Genetic variation can give us important clues about where the next breakthroughs may lie. Looking ahead, the integration of genomics, clinical phenotype, and biomarker data will become increasingly central to how we diagnose and treat inflammatory skin disease. In oncology, we already see how biomarker-guided therapy is standard practice. I think dermatology is moving in a similar direction—with a focus on individualized, precision medicine to ensure patients receive the treatment that’s best suited to them. The pace of discovery is also accelerating. I truly believe that within a few years, we’ll be using multi-omic tools to both diagnose challenging cases with overlapping features and guide therapy selection from the very beginning. It’s an incredibly exciting time in the field.

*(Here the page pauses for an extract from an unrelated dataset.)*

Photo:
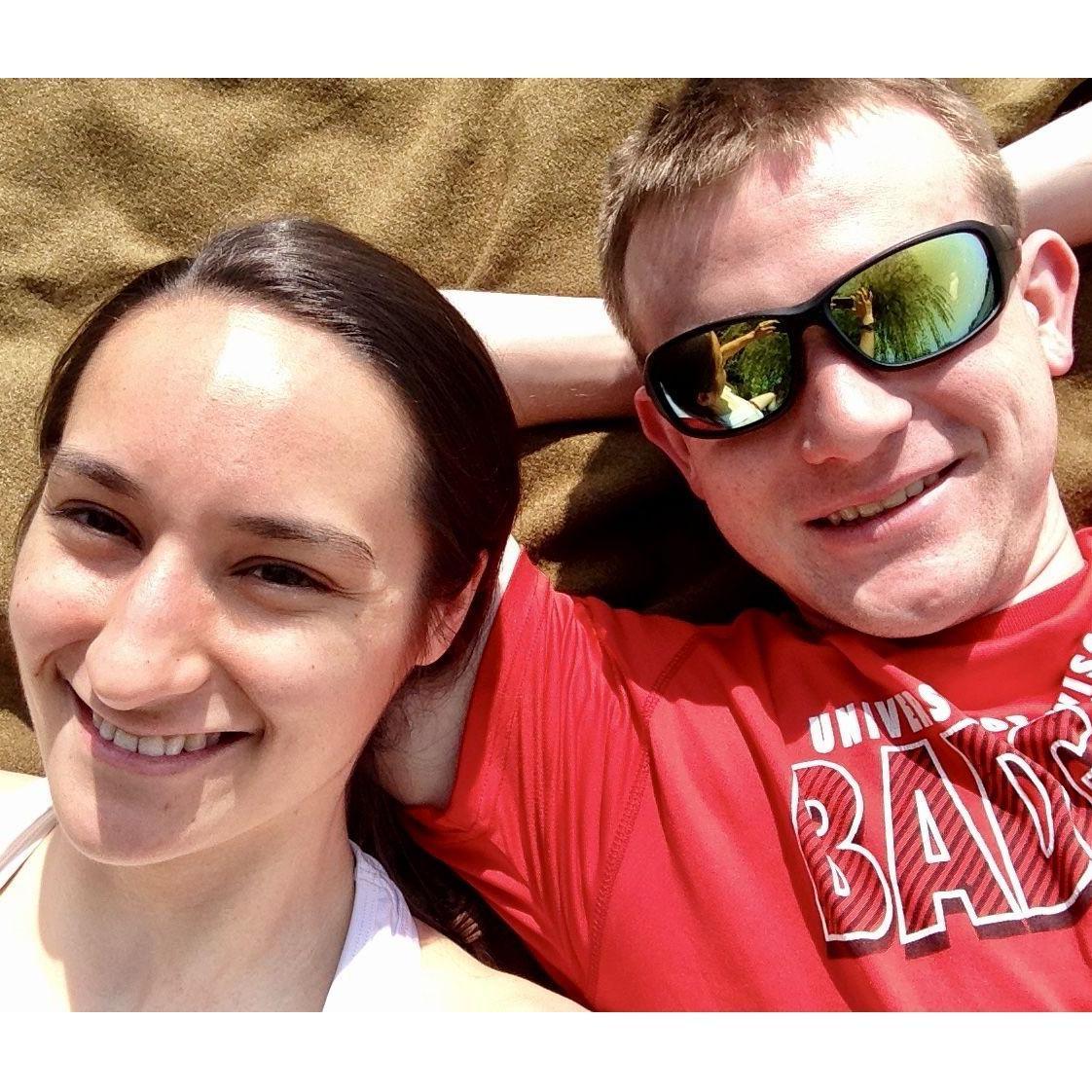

WHAT ARE SOME OF THE MOST EXCITING DRUGS OR MECHANISMS OF ACTION IN THE PIPELINE RIGHT NOW FOR PSORIASIS?

There are several developments that I find particularly exciting. One is the emergence of an oral IL-23 receptor inhibitor that’s currently in late-phase development. Based on the disclosed phase 3 data, it appears to offer efficacy on par with biologics, paired with a very favorable safety profile. That’s a significant step forward, especially for patients who prefer oral therapies.

We’re also seeing strong momentum around TYK2 inhibitors, with multiple agents in late-phase development showing impressive efficacy for psoriasis. These will be valuable additions to our therapeutic toolkit.

Beyond that, there’s renewed interest in refining how we target phosphodiesterase type 4 (PDE4), potentially improving tolerability or efficacy. Oral therapies that block IL-17 or the IL-17 receptor, as well as TNF inhibitors, are also advancing, offering more diverse options for oral systemic treatment.

Finally, as we become more confident in targeting key cytokines like IL-17 and IL-23, there’s been a push to optimize biologic therapy, especially in terms of dosing intervals. The goal is to maintain (or even enhance) efficacy while improving patient convenience and maintaining safety. Altogether, these innovations are not just incremental—they’re reshaping how we think about delivering long-term control in psoriasis.